Но если кто-нибудь пожелает увидеть меня воочию и послушать мои шутки, пусть поостережется, как бы его не постигла судьба всех, кто чрезмерно любопытен: их так и подмывает подслушать, что о них говорят, и они непременно слышат что-нибудь нелестное. Ведь горькую пилюлю я покрываю для читателя слоем позолоты, так что он смеется над тем, над чем следовало бы проливать слезы. Если же он захочет узнать, как я живу и где, то сам раскается и признает, что был неблагоразумным; пусть сначала поразмыслит над тем, где я очутился и куда завело меня беспутство; пусть вообразит себя на моем месте и подумает, можно ли приятно провести время с тем, кто, закованный в кандалы, сидит день-деньской под надзором вероотступника и богохульника — галерного ката. Я могу послужить разве что для потехи, вроде быка на арене, избитого палками и исколотого гаррочами и ножами; толпа радуется, на него глядя, я же считаю подобные зрелища бесчеловечными.
Возможно, ты скажешь, что это смирение паче гордости: я попросту набиваю себе цену и хочу, чтобы меня упрашивали, и все это не более чем жеманство. Мне было бы горько, если бы ты так подумал. Я и в самом деле служил у французского посла в должности фигляра, но тогда у меня было все, что нужно для этого ремесла, хоть я его толком не разумел; а теперь и разумею, да нет того, что надобно, — ведь дело это непростое, да и времена настали другие. Но ты должен знать, о чем я толкую, какие шуточки тогда отпускал и почему сейчас это невозможно. Прочитай же со вниманием следующую главу.
ГЛАВА II
Гусман де Альфараче рассказывает, какую службу он исполнял при особе посла, своего господина
Из-за большой власти и малой добродетели господа наши меньше ценят верную дружбу и усердие старого слуги, нежели сладкие речи пустозвона: они думают, что первое им положено по праву и не заслуживает благодарности, второе же заманчиво, но не дается даром, и они платят за удовольствие чистоганом. Достойно сожаления, что господа эти почитают свою знатность несовместимой с добродетелью и чуждаются последней. Путь к добру суров для их балованной плоти, а при столь великой власти невозможно, чтобы вокруг вельможи не увивались льстецы, прихвостни и подхалимы.

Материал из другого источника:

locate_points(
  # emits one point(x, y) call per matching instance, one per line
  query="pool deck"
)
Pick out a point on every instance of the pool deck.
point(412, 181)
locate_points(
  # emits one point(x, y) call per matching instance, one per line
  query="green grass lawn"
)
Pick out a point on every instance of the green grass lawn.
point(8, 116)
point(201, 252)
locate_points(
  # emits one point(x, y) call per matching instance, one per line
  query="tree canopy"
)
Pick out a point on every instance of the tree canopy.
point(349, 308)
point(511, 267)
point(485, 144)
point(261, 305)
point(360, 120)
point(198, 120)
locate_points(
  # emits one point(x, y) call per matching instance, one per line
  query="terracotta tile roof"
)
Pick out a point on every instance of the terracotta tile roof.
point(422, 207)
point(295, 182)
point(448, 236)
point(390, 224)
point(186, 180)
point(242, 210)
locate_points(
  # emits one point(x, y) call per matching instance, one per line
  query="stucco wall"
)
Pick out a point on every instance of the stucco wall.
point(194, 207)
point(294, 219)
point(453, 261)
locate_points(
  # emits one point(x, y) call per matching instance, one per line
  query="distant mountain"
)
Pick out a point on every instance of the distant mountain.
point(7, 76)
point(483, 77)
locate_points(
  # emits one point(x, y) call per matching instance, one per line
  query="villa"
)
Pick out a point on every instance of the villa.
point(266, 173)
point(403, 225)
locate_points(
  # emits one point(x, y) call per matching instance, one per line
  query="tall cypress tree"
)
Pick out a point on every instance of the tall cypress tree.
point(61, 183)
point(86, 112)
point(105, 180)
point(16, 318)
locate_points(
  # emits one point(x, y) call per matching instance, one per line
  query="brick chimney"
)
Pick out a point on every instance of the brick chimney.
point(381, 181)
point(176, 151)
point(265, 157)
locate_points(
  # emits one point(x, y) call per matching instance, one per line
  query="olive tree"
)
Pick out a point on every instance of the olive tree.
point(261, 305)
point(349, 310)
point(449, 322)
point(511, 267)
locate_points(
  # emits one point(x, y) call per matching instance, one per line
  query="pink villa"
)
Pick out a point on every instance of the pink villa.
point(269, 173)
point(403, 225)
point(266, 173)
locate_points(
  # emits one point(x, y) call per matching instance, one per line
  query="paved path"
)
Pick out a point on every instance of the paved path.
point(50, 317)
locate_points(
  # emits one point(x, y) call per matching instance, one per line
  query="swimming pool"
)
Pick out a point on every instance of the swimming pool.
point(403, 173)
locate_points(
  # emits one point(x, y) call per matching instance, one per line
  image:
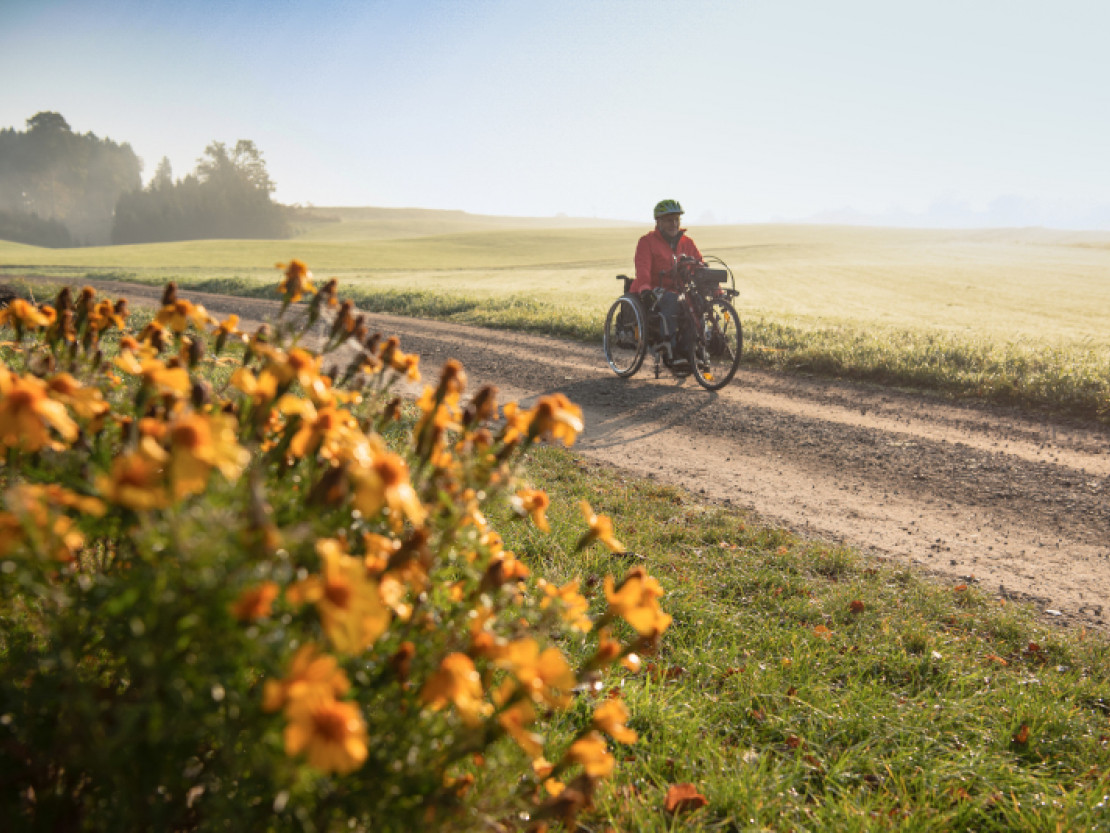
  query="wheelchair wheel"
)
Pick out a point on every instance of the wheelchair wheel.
point(625, 337)
point(715, 350)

К этому господа приучены с пеленок, на этом вскормлены и взращены. Дурная привычка обратилась в природу, и природа их стала такова, каковы привычки; отсюда безмерные траты, мотовство, роскошества, за которыми без промедления следует расплата — запоздалые вздохи и слезы; наши вельможи скорее подарят проходимцу свое лучшее платье, чем доброму человеку поношенную шляпу. Где дарят, там, как водится, и отдаривают: господа одевают льстеца с ног до головы в бархат, а тот опутывает их с ног до головы лживой хвалой.
Щедро платят вельможи тем, кто ублажает их нежными речами, сладкозвучной лестью. За деньги покупают себе похвалу; зато и слышат ее лишь от продажных лизоблюдов, опрометчиво подвергая себя суду честных людей, сурово порицающих их излишества; что это, как не срам и бесчестие?
Не подумайте, однако, будто я хочу лишить сановников и вельмож приятных увеселений. Обычай велит им участвовать в забавах и празднествах: всему свое время и место, все имеет свою цену. Иной раз добрый враль нужней, чем добрый советчик. Далек я и от мысли умерять щедрость богатых; напротив, как уже говорилось, от денег нет пользы, пока их не потратишь, и не попусту разбрасывает деньги тот, кто расходует их с толком и умом.
22
Гелиогабал — римский император (204—222; правил с 218 г.); утонченная, в восточном вкусе роскошь его пиров вошла в поговорку.